In daily clinical practice, patients with similar risk profiles often show varied oncologic outcomes, including differing responses to neoadjuvant therapy and surgery. In this study, we seek to analyze the relationship of neutrophil-to-lymphocyte (NLR), platelet-to-lymphocyte (PLR), and monocyte-to-lymphocyte (MLR) ratios with survival and recurrence in patients treated for locally advanced rectal cancer.

Material and methods

We have conducted a retrospective analysis of patients operated on due to rectal cancer with neoadjuvant long-course radiotherapy and sensitizing chemotherapy. After neoadjuvant therapy and before surgery, these immunomarker indices were analyzed.
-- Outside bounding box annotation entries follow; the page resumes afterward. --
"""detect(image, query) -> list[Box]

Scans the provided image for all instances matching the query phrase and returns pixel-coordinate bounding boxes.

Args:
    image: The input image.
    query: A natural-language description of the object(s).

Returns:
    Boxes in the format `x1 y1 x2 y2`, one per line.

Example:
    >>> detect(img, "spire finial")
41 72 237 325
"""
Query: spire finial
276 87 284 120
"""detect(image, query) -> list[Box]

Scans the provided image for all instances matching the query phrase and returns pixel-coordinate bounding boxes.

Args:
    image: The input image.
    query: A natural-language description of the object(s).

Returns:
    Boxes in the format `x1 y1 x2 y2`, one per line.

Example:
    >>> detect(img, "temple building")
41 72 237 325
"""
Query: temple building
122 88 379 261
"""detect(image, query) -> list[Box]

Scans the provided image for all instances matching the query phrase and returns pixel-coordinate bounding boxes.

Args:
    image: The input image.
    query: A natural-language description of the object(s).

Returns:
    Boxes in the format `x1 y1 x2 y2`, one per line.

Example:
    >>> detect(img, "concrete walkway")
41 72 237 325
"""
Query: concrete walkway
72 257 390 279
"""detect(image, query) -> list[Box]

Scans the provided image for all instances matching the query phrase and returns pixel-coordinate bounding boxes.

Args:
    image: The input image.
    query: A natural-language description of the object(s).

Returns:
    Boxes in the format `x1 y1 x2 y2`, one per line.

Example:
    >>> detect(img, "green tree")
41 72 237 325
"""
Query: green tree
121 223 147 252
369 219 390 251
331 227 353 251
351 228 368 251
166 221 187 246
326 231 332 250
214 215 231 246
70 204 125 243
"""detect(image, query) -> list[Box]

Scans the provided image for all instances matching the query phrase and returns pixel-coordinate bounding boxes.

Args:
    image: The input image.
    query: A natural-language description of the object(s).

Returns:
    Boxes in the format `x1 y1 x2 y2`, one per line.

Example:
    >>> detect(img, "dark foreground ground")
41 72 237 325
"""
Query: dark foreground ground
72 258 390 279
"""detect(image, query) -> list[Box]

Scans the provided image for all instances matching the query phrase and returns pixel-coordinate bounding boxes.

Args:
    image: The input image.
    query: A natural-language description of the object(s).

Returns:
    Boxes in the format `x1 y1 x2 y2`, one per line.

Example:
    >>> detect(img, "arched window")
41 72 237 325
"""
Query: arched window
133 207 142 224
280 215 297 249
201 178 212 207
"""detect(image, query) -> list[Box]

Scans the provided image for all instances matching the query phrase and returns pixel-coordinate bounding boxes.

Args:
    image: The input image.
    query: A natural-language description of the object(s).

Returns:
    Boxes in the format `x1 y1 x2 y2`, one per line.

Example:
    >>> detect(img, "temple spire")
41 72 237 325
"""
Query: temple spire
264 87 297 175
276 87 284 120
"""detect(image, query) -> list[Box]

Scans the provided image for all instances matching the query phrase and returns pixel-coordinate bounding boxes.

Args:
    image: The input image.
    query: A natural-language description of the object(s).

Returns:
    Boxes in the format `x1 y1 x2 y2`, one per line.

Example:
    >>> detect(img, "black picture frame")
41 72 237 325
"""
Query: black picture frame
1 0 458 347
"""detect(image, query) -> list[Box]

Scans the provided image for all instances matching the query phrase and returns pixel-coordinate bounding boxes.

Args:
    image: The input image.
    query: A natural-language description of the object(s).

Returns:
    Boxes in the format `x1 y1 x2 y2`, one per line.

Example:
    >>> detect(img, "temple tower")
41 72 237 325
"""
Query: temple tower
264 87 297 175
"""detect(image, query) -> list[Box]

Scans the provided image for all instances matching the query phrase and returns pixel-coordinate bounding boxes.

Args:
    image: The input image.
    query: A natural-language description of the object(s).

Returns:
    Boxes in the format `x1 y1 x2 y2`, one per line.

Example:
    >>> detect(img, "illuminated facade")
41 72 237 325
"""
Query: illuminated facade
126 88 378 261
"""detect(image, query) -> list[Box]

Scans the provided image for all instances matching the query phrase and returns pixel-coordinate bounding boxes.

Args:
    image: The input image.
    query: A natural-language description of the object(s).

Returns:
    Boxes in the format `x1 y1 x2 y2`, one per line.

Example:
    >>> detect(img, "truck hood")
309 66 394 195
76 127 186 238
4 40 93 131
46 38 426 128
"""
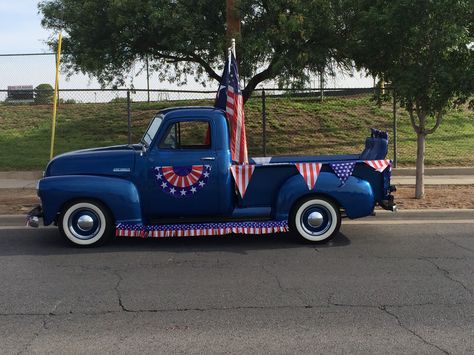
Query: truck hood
44 145 141 177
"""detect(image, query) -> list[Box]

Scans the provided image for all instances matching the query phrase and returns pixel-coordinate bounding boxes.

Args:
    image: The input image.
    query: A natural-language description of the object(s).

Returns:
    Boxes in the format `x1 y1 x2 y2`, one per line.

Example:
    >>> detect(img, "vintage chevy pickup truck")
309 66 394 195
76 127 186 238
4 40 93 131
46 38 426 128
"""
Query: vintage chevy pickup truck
28 107 396 246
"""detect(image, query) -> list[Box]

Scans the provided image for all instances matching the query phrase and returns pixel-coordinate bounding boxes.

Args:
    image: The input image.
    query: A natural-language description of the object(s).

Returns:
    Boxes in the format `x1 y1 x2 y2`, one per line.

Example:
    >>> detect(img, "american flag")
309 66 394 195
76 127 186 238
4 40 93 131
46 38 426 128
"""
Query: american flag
330 161 356 185
295 163 323 190
214 52 248 164
365 159 390 172
115 221 288 238
230 164 255 198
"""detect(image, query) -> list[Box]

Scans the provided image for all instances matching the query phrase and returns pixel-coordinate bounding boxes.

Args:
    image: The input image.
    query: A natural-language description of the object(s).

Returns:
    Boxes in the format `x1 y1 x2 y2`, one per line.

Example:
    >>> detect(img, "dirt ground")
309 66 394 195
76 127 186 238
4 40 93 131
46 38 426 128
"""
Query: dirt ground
0 185 474 215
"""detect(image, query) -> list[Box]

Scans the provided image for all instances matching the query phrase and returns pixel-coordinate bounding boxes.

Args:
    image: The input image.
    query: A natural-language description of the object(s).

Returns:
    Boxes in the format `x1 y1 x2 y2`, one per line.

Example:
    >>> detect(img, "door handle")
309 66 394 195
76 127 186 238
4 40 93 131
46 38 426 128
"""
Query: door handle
201 157 216 160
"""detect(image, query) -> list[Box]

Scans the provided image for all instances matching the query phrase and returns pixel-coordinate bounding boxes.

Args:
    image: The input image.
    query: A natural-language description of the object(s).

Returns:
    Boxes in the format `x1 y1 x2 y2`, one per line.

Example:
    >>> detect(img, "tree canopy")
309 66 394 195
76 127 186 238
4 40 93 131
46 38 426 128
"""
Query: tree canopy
345 0 474 198
39 0 345 99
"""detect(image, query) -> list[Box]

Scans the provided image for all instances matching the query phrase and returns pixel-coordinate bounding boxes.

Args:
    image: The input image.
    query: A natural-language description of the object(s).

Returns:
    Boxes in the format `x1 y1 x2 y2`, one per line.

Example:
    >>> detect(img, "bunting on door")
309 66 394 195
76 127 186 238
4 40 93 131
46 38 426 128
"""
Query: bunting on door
295 163 323 190
364 159 390 172
154 165 212 198
230 164 255 198
329 161 356 186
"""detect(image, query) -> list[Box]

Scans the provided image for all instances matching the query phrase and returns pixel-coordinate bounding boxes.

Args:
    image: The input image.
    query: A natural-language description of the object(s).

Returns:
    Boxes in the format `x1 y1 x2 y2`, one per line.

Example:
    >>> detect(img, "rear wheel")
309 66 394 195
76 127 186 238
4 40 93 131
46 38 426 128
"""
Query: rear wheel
58 200 114 246
289 196 341 242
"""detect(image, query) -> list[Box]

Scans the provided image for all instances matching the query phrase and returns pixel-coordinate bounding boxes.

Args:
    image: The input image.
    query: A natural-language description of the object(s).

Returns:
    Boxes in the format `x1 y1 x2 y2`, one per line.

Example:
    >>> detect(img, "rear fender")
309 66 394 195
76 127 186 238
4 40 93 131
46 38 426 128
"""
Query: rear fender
38 175 143 225
274 172 375 220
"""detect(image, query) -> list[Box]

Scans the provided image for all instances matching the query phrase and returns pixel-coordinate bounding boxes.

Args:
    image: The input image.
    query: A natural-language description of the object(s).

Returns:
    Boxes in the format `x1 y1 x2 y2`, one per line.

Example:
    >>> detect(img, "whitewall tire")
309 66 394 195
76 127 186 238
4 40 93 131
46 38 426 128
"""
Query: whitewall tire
289 196 341 242
58 200 114 246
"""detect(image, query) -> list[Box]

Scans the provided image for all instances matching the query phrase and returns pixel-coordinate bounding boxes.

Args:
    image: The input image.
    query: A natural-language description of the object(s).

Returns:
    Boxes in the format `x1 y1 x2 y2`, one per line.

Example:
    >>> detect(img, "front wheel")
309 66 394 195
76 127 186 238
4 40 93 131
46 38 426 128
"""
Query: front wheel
58 200 114 246
289 196 341 242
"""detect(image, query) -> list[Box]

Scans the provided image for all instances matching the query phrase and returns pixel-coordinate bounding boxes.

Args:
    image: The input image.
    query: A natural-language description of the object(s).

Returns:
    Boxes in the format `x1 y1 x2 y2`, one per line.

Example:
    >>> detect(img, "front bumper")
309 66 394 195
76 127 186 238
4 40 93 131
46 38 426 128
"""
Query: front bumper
26 205 43 228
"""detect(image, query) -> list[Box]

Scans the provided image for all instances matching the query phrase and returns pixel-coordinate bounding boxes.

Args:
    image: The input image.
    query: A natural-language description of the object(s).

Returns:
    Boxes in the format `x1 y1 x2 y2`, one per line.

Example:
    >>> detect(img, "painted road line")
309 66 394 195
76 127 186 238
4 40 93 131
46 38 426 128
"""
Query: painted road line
342 219 474 226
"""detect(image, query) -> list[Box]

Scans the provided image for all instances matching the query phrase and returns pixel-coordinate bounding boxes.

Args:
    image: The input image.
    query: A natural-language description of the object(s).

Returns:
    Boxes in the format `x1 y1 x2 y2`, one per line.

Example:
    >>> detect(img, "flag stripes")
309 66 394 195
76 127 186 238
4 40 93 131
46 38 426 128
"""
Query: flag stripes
115 221 288 238
364 159 390 172
295 163 323 190
230 164 255 198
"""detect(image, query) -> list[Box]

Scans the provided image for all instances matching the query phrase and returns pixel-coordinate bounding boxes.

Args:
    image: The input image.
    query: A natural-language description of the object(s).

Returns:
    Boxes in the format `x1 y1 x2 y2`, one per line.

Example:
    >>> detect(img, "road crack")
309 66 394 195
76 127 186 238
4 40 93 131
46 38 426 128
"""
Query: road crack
378 305 449 355
420 258 474 296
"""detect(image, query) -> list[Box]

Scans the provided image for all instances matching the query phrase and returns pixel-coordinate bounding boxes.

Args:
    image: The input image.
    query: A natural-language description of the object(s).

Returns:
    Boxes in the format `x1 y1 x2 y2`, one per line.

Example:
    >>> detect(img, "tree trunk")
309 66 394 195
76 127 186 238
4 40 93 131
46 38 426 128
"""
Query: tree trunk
415 132 426 199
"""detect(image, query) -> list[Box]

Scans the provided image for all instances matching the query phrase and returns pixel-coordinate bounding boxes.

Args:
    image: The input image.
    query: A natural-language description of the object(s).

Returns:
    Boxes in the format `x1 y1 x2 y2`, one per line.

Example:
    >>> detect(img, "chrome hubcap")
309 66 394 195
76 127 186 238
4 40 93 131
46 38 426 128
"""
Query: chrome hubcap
308 212 324 228
77 215 94 232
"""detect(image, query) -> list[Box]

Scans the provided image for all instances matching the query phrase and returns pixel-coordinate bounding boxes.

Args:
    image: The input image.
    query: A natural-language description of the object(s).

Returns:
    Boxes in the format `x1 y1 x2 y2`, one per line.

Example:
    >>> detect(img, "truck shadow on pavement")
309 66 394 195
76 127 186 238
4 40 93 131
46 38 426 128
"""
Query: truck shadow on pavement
0 228 351 256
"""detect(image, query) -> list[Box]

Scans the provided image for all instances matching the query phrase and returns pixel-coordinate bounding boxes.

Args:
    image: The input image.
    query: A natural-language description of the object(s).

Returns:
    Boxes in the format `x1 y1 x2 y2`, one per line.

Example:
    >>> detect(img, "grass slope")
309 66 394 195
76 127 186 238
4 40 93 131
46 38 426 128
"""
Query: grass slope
0 95 474 170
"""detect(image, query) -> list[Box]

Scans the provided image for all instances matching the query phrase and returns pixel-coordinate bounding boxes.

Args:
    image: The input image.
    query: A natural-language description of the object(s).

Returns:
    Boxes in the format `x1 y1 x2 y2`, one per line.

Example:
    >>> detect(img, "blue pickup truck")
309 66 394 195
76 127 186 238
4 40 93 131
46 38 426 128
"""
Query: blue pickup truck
28 107 396 246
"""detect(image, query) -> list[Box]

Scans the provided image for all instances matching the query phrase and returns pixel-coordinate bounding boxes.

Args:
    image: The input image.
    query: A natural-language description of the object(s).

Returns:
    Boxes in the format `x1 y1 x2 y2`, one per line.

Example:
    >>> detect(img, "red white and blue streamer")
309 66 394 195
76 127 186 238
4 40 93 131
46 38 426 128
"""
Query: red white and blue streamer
154 165 212 198
230 164 255 198
295 163 323 190
115 221 288 238
364 159 390 173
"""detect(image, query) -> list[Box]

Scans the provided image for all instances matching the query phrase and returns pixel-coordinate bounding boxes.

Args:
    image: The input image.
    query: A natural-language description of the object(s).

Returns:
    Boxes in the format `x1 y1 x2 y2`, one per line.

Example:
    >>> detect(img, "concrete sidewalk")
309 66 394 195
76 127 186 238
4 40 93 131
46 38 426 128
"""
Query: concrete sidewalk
0 167 474 189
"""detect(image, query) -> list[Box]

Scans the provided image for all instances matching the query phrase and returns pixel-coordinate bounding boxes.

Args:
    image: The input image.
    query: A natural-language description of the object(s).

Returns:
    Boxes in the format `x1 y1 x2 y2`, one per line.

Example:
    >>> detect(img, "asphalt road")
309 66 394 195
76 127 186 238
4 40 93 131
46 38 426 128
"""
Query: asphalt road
0 220 474 354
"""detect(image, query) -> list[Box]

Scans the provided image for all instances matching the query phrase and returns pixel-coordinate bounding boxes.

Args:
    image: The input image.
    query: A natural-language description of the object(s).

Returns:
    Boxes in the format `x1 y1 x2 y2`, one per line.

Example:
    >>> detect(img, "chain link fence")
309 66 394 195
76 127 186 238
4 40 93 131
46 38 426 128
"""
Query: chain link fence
0 56 474 170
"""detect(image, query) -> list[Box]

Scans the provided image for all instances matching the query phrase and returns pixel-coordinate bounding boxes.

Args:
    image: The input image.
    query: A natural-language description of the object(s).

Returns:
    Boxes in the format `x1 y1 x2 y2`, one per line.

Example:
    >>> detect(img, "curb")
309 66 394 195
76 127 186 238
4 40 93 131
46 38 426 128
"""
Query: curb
392 166 474 176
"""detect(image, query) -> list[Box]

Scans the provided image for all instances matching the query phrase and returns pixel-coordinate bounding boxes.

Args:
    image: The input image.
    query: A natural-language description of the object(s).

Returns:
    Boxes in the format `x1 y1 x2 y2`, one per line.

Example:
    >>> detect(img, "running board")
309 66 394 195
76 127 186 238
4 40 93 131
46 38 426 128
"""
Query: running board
115 221 288 238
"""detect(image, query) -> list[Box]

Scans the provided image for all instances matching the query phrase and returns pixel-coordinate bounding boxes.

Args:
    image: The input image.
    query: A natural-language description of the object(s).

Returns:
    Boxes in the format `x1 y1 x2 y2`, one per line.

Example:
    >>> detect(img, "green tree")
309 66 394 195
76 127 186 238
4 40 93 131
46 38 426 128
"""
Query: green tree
34 84 54 104
39 0 345 100
344 0 474 198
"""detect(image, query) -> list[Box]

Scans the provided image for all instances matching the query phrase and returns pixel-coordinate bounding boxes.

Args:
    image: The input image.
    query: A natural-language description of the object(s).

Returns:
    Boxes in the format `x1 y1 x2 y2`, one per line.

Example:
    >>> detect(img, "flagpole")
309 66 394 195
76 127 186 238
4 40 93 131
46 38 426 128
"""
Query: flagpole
231 38 237 58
Each index was assigned a cut-off point to assess their association with overall survival (OS) and disease-free survival (DFS).

Results

A total of 156 patients were analyzed with a median follow-up of 71.5 months (51–89). The NLR index was identified as an independent predictor of 5-year OS and DFS. Values above the 6.3 cut-off point showed an OS of 58.9% (P = .019); in patients with values above 4.72, DFS was 57.4% (P = .034). Patients whose 3 indices (NLR, PLR, MLR) were elevated had a 5-year OS of 25% (HR 3.16, 95% CI [1.45−6.87], P = .004); and a 5-year DFS of 39.4% (HR 2.88, 95% CI [1.35–6.17], P = .006).

Conclusions

Elevated preoperative immunomarker values are related to worse outcomes in terms of OS and DFS in those patients with locally advanced rectal cancer after neoadjuvant therapy. The combination of the three indices is more accurate in predicting OS and DFS. These immunomarkers may be useful in choosing an individualized therapeutic strategy.
在日常临床实践中,具有相似风险特征的患者往往表现出不同的肿瘤预后,包括对新辅助治疗和手术的不同反应。在这项研究中,我们试图分析中性粒细胞与淋巴细胞(NLR)、血小板与淋巴细胞(PLR)和单核细胞与淋巴细胞(MLR)比例与局部晚期直肠癌患者的生存率和复发率的关系。材料与方法回顾性分析直肠癌手术患者接受新辅助长期放疗和增敏化疗的情况。在新辅助治疗后和手术前对这些免疫指标进行分析。每个指标被分配一个截止点来评估它们与总生存期(OS)和无病生存期(DFS)的关联。结果共分析156例患者,中位随访71.5个月(51 ~ 89)。NLR指数被确定为5年OS和DFS的独立预测因子。高于6.3分界点的OS为58.9% (P = 0.019);高于4.72的患者,DFS为57.4% (P = 0.034)。3项指标(NLR、PLR、MLR)升高的患者5年OS为25% (HR 3.16, 95% CI [1.45 ~ 6.87], P = 0.004);5年DFS为39.4% (HR 2.88, 95% CI [1.35-6.17], P = 0.006)。结论局部进展期直肠癌患者经新辅助治疗后,术前免疫标志物水平升高与较差的OS和DFS有关。3个指标联合应用预测OS和DFS更为准确。这些免疫标记物可能有助于选择个体化治疗策略。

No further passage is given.